Sebanyak delapan indeks sektoral mengalami penguatan, mendorong kenaikan IHSG, sementara tiga sektor lainnya berada di zona merah.
Sektor teknologi mencatatkan kenaikan tertinggi dengan lonjakan 9,84%, diikuti oleh sektor barang baku yang meningkat 2,49%, serta sektor transportasi yang naik 1,89%.
Di sisi lain, beberapa sektor mengalami pelemahan, yaitu sektor keuangan yang turun 0,95%, sektor barang konsumen primer yang melemah 0,62%, serta sektor properti yang mengalami penurunan sebesar 0,11%.
Pemulihan IHSG juga terjadi seiring dengan ketidakpastian pasar yang mulai mereda setelah pasar pricing in hasil keputusan Bank Indonesia dan The Fed yang menahan suku bunga.
Ditambah, pasar menantikan sederet emiten akan melakukan buyback untuk menahan penurunan harga saham dan meningkatkan kepercayaan investor kembali.

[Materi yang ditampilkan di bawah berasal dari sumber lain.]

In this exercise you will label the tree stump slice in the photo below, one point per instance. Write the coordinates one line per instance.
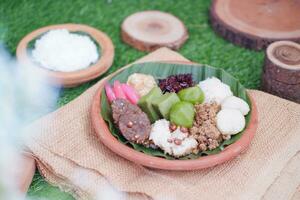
(150, 30)
(281, 73)
(257, 23)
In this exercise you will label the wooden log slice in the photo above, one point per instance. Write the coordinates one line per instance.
(257, 23)
(287, 91)
(281, 73)
(150, 30)
(282, 62)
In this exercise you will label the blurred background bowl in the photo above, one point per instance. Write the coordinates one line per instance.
(75, 78)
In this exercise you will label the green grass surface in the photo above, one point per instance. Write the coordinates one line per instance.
(19, 17)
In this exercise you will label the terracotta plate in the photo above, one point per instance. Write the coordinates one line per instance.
(71, 79)
(230, 152)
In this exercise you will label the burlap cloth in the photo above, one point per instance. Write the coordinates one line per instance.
(69, 155)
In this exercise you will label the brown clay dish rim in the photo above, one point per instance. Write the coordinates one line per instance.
(230, 152)
(70, 79)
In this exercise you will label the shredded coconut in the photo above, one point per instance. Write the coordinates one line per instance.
(214, 90)
(60, 50)
(173, 143)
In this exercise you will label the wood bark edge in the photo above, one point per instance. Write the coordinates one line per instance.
(240, 38)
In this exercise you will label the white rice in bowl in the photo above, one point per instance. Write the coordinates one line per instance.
(60, 50)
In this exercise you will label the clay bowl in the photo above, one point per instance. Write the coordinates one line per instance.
(230, 152)
(71, 79)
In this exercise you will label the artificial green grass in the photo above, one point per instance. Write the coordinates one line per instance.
(19, 17)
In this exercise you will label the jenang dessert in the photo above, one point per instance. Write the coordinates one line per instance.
(177, 116)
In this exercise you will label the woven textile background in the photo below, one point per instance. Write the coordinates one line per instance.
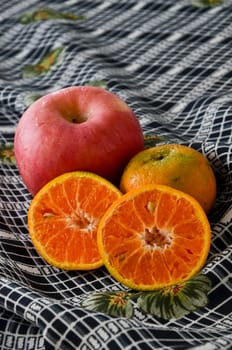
(171, 62)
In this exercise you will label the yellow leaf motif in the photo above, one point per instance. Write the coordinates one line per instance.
(44, 65)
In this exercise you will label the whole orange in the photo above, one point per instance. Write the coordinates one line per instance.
(174, 165)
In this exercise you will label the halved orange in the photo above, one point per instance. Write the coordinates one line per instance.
(63, 218)
(154, 236)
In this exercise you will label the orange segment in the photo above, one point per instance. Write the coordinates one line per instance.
(154, 236)
(63, 218)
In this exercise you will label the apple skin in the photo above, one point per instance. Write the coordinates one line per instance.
(76, 128)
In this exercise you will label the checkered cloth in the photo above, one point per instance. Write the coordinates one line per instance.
(171, 61)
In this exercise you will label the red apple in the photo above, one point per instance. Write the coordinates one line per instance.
(76, 128)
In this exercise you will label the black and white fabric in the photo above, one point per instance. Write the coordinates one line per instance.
(171, 61)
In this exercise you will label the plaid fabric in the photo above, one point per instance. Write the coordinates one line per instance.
(171, 61)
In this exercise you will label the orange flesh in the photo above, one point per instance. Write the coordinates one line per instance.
(154, 239)
(63, 222)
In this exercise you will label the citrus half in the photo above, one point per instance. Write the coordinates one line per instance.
(63, 218)
(154, 236)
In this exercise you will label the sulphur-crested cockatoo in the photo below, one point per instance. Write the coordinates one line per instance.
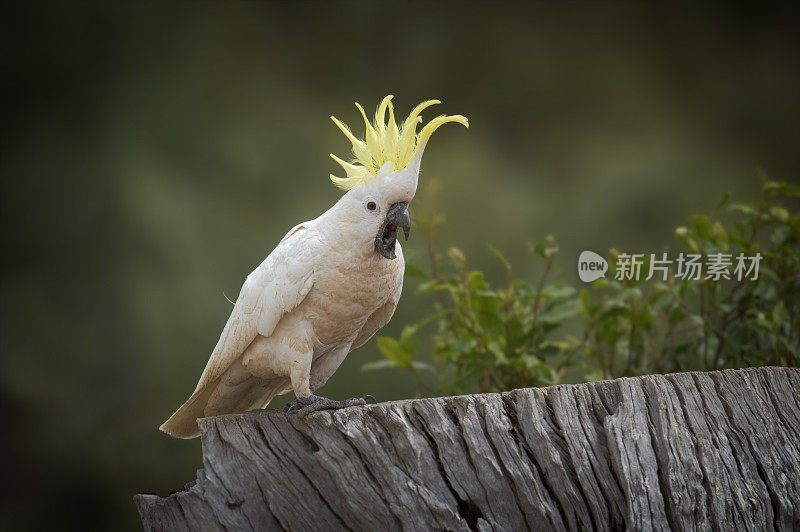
(328, 286)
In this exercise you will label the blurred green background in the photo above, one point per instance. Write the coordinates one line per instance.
(154, 153)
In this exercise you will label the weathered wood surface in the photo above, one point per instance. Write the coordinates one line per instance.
(718, 450)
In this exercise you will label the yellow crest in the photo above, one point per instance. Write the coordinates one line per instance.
(386, 141)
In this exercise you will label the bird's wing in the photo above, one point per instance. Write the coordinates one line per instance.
(379, 318)
(275, 287)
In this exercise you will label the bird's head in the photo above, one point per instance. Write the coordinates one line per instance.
(383, 173)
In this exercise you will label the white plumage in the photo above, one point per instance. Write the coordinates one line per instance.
(327, 287)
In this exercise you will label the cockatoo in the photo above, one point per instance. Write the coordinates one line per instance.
(327, 287)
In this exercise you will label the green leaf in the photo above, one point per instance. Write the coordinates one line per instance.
(392, 350)
(744, 209)
(558, 291)
(422, 366)
(413, 271)
(500, 257)
(378, 365)
(560, 312)
(779, 213)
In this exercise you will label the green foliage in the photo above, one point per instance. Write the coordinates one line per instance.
(683, 324)
(499, 336)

Sebagaimana diketahui, pada kemarin Otoritas Jasa Keuangan (OJK) telah memberikan keputusan mengizinkan emiten untuk buyback saham mereka tanpa harus melakukan RUPS.

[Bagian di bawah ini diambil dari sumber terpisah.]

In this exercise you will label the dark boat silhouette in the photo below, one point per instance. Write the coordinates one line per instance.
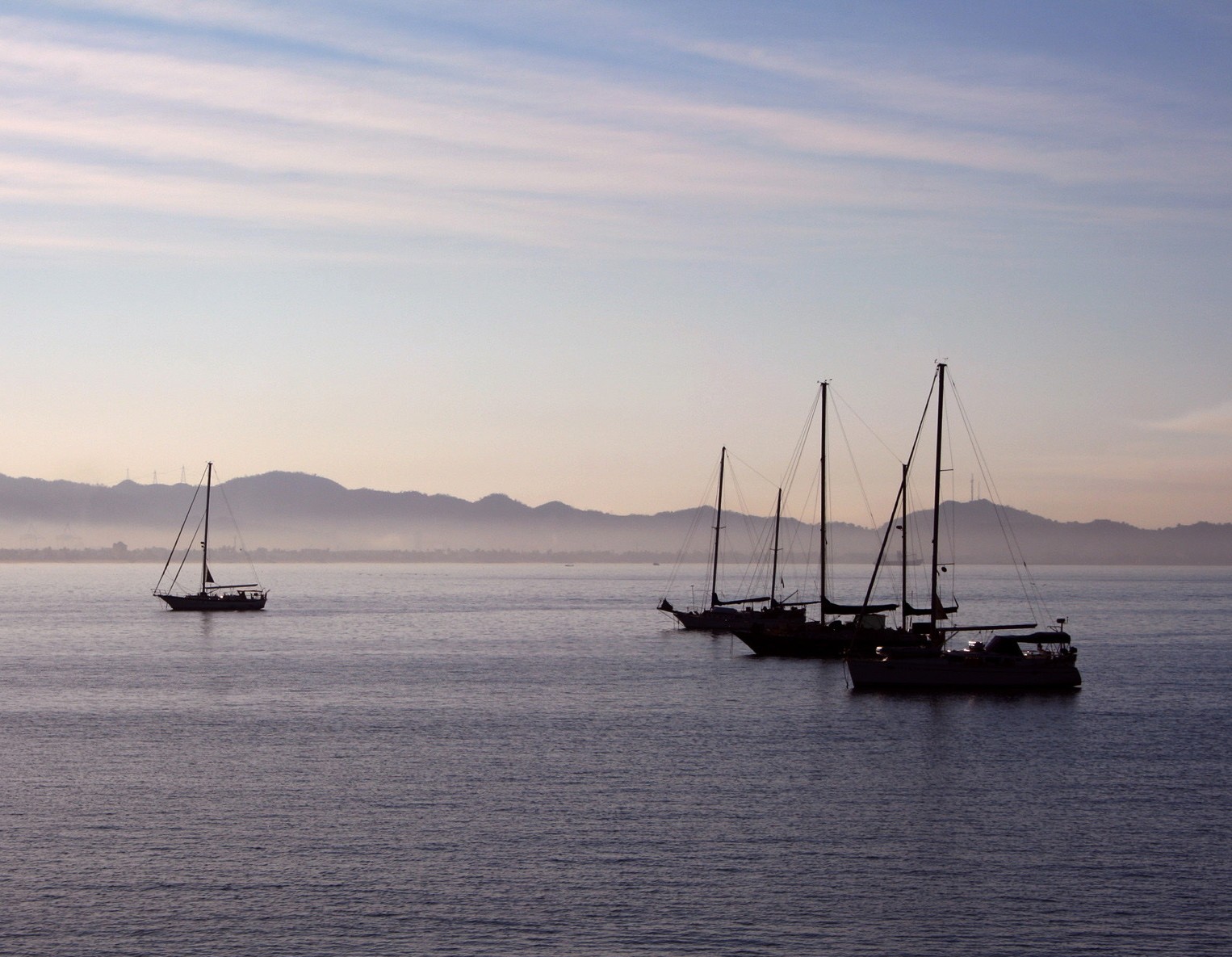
(722, 615)
(211, 596)
(790, 635)
(992, 664)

Dari pasar nilai tukar juga terpantau menguat, dengan rupiah terkerek naik 0,30% terhadap dolar Amerika Serikat (AS) ke posisi Rp16.470/US$.
Penguatan hari ini berbanding terbalik dengan pelemahan yang terjadi sehari sebelumnya sebesar 0,61%. Hal ini seiring dengan tekanan indeks dolar AS (DXY) yang mulai melemah tipis 0,18% kembali ke posisi 103,63 pada perdagangan kemarin per pukul 14.45 WIB.

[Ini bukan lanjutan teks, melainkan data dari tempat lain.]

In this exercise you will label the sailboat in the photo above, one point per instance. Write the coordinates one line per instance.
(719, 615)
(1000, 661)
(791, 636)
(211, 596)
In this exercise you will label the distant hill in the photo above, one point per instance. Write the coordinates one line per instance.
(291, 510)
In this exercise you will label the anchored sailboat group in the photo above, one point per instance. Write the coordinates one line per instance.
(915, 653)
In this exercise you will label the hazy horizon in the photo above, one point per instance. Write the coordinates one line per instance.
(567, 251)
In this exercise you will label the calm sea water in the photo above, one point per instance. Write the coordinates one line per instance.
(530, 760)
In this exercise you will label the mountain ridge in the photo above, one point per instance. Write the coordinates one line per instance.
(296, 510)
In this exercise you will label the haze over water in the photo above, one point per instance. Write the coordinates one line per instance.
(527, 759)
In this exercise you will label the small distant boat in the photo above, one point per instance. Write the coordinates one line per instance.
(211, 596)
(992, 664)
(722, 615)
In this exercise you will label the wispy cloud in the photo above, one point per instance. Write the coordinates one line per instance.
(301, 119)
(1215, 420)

Penguatan rupiah ini seiring dengan kebijakan Bank Indonesia (BI) yang menahan suku bunga lagi pada bulan ini.
Sebagaimana diberitakan sebelumnya, BI memutuskan untuk menahan suku bunga acuan pada level 5,75%. Keputusan ini konsisten dengan upaya menjaga tekanan inflasi sesuai target pada tahun ini dan tahun depan sebesar 2,5% plus minus 1%, mempertahankan stabilitas kurs, serta untuk mendorong pertumbuhan ekonomi sesuai perkiraan di kisaran 4,7%-5,5% pada 2025.
Sementara itu, The Fed kembali menahan suku bunganya di level 4,25-4,50% bulan ini. The Fed juga mengingatkan akan ancaman potensi resesi di AS.
The Fed mengumumkan suku bunga pada Rabu waktu AS atau Kamis dini hari waktu Indonesia (20/3/2025). Ini merupakan kali kedua The Fed menahan suku bunganya setelah terakhir kali menurunkan suku bunganya pada pertemuan Desember 2024.
Beralih ke pasar obligasi, terpantau ada kenaikan signifikan pada imbal hasil Surat Berharga Negara (SBN).
Merujuk data Refinitiv imbal hasil SBN tenor 10 tahun melonjak ke 7,11% yang menjadi rekor tertingginya sejak 21 Januari 2025.
Perlu dicatat bahwa, pergerakan yield dan harga pada obligasi itu berlawanan arah. Jadi, ketika yield mulai naik, maka harga surat itu akan jeblok karena investor menjualnya.